The most revealing thing about this AI leadership paper is that it reads less like a vision for innovation and more like a glossy whitepaper for a 21st century East India Company.
Every generation of incumbents discovers a new moral vocabulary for why they alone should control transformative technology.
In the 90s it was cryptography. We were told strong encryption was too dangerous to spread because terrorists, rogue states, chaos, dual-use, etc. So the US crippled exports, weakened products, slowed adoption, and kneecapped parts of its own software industry. Right up until reality steamrolled the policy and we woke up to its stupidity and then eCommerce, secure communications, software signing, and the modern internet exploded and gave us tremendous benefits.

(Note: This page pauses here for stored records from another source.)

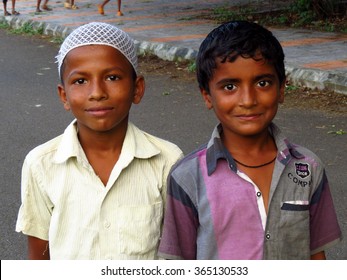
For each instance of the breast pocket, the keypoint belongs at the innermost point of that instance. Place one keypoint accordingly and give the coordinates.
(139, 228)
(295, 230)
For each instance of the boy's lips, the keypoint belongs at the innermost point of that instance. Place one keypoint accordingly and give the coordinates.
(248, 117)
(99, 111)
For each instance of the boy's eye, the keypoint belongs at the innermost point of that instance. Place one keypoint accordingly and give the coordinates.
(264, 83)
(229, 87)
(80, 81)
(113, 78)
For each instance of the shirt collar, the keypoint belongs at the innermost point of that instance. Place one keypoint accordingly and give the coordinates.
(136, 144)
(216, 149)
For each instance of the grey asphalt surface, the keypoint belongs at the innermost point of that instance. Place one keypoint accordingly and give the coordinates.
(172, 109)
(174, 30)
(31, 113)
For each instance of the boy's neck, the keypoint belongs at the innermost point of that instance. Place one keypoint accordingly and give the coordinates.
(244, 146)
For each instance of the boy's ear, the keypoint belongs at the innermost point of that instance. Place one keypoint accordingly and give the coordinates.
(282, 89)
(139, 89)
(62, 96)
(207, 98)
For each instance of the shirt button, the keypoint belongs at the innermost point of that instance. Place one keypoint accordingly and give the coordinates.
(107, 224)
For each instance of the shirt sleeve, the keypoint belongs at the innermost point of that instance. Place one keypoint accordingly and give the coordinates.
(325, 230)
(35, 210)
(180, 225)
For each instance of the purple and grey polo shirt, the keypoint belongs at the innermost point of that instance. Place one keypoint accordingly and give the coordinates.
(214, 212)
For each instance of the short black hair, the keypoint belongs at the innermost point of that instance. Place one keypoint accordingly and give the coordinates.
(233, 39)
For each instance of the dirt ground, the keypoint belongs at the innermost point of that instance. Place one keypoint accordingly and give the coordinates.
(295, 97)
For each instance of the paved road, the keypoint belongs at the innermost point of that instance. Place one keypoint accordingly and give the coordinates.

Now the exact same priesthood has returned with AI.
- “Dual-use.”
- “Strategic advantage.”
- “Model distillation.”
- “National security.”
- “Responsible access.”
A few different nouns but mostly the same ones. Same instinct:
Centralize control, gatekeep compute, fuse state and corporate power, and call it safety.
The funniest part is that this strategy is almost perfectly designed to accelerate the thing they claim to fear.
You do not stop a rival superpower (who happens to be the absolute best at scaling energy and manufacturing and who has a choke-hold on rare Earths refinement) from building domestic capability by permanently attempting to strangle them.
You create the economic and political incentive for total self-sufficiency.
We have already done that as Jensen warned. We went from 100% market to nearly 0%. Huawei is now manufacturing millions of chips. DeepSeek v4 trained on them. They have more energy than the rest of the world combined. Meanwhile, we have activists and anti-economic fools like AOC and Bernie pushing for data center moratoriums and we can't build a single bullet train in 20 years and folks fighting to not expand the energy grid here and new nuclear plants getting tied up in environmental regulation for a decade.
The sanctions did the exact opposite of what the hawks wanted. They jumpstarted a moribund, dinosaur of a Chinese chips industry. We basically said to the people who happen control the most powerful manufacturing engine on the planet "we intend to squeeze you."
They rightly saw it as an existential threat.
The sanctions become the industrial policy.
Huawei. SMIC. Domestic lithography. Packaging. Memory. Entire Chinese supply chains that did not exist at serious scale a decade ago now exist precisely because Washington convinced Beijing they had no choice.
Brilliant work.
So the endgame here is what exactly?
1) Push China into a Manhattan Project for chips and AI.
2) Increase the strategic value of Taiwan even further.
3) Once China reaches self sufficiency that can invade Taiwan and choke off our own super advanced chips where are made there exclusively (and no we don't have even close to enough TSMC factories in Arizona or anywhere else in the world).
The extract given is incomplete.